Was wird uns 2012 noch erfreuen? Wiederentdeckte moderne Klassiker zum Beispiel, denn im Gefolge von Richard Yates oder Thomas Wolfe warten Sherwood Anderson, Hermann Ungar oder die wunderbare Jane Bowles darauf, von Lesern neu gewürdigt zu werden. Man kann ja nicht ständig Gegenwartsromane lesen.
Mit Unbehagen sehe ich hingegen die Ausbreitung kulinarischer Themen, offenbar der kleinste gemeinsame Nenner unserer gebeutelten Kultur. An leidige TV-Kochsendungen (und die daraus resultierenden Bücher) haben wir uns inzwischen gewöhnt und zappen sofort weiter. Immerhin besteht Hoffnung, dass der omnipräsente Alfons Schuhbeck, der sich nicht einmal zu schade dafür ist, Ingwersoße über Mc-Donald’s-Burger zu träufeln, bald in der verdienten Versenkung verschwindet. Verstärkt finden sich derweil Essensmotive auch in der Belletristik. Rita Falk scheint mit Werken wie »Schweinskopf al dente« und »Dampfnudelblues« Schleusen geöffnet zu haben. Ob es freilich nötig war, dass die bereits einschlägig erfolgreiche Elisabeth Kabatek (»Laugenweckle zum Frühstück«) mit einem »Spätzleblues« nachzieht, ist zweifelhaft und lässt mich an Windbeutel und falschen Hasen denken.

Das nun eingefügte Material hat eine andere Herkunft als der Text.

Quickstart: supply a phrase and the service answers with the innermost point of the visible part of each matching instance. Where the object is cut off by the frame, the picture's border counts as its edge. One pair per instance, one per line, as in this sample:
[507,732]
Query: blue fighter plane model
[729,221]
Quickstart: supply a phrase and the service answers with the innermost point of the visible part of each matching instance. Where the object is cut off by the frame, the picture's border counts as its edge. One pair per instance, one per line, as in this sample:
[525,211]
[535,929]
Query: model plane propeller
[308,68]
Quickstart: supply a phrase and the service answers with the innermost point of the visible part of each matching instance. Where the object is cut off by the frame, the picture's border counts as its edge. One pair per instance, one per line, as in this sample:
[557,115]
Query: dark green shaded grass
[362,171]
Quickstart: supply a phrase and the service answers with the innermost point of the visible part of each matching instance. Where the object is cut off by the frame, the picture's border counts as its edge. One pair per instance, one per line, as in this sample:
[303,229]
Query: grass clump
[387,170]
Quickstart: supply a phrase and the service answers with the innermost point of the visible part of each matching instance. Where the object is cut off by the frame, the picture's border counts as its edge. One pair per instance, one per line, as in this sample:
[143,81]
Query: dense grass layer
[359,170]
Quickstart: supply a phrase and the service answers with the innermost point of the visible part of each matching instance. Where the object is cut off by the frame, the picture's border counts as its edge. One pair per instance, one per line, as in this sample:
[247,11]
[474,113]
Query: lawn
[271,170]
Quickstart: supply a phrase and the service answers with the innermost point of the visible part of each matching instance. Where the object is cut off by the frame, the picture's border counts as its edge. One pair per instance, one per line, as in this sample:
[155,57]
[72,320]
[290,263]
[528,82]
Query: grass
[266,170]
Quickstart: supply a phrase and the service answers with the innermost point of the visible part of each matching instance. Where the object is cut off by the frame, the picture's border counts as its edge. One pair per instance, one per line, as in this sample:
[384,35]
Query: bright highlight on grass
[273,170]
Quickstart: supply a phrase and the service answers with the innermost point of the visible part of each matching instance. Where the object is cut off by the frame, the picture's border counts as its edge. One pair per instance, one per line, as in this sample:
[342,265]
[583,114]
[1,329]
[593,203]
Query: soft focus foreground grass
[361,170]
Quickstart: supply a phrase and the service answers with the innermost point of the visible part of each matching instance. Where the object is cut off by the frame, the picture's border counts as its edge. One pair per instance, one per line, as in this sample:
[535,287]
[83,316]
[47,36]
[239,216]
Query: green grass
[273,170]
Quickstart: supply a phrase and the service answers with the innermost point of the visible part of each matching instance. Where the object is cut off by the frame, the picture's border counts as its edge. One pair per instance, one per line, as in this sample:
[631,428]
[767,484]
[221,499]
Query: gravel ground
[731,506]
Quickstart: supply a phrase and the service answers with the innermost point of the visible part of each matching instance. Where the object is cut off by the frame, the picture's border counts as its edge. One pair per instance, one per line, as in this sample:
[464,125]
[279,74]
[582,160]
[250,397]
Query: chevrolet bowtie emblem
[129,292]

Und natürlich werden wir 2012 wieder Dichterjubiläen zu begehen haben. Die ersten Karl-May-Biografien sind bereits erschienen, und Autoren wie Gunnar Decker und Heimo Schwilk stehen auf dem Sprung, Hermann Hesses 50. Todestag publizistisch zu begleiten und den »Steppenwolf« auf seine Haltbarkeit hin zu überprüfen. Harry ­Belafonte hingegen lebt erfreulicherweise noch und veröffentlicht seine umfangreiche Lebensgeschichte »My Song«. Da summe ich schon mal »Island in the Sun« und bin keine Spur traurig darüber, dass 2012 wohl kein einziges Buch von Christian Wulff erscheinen wird.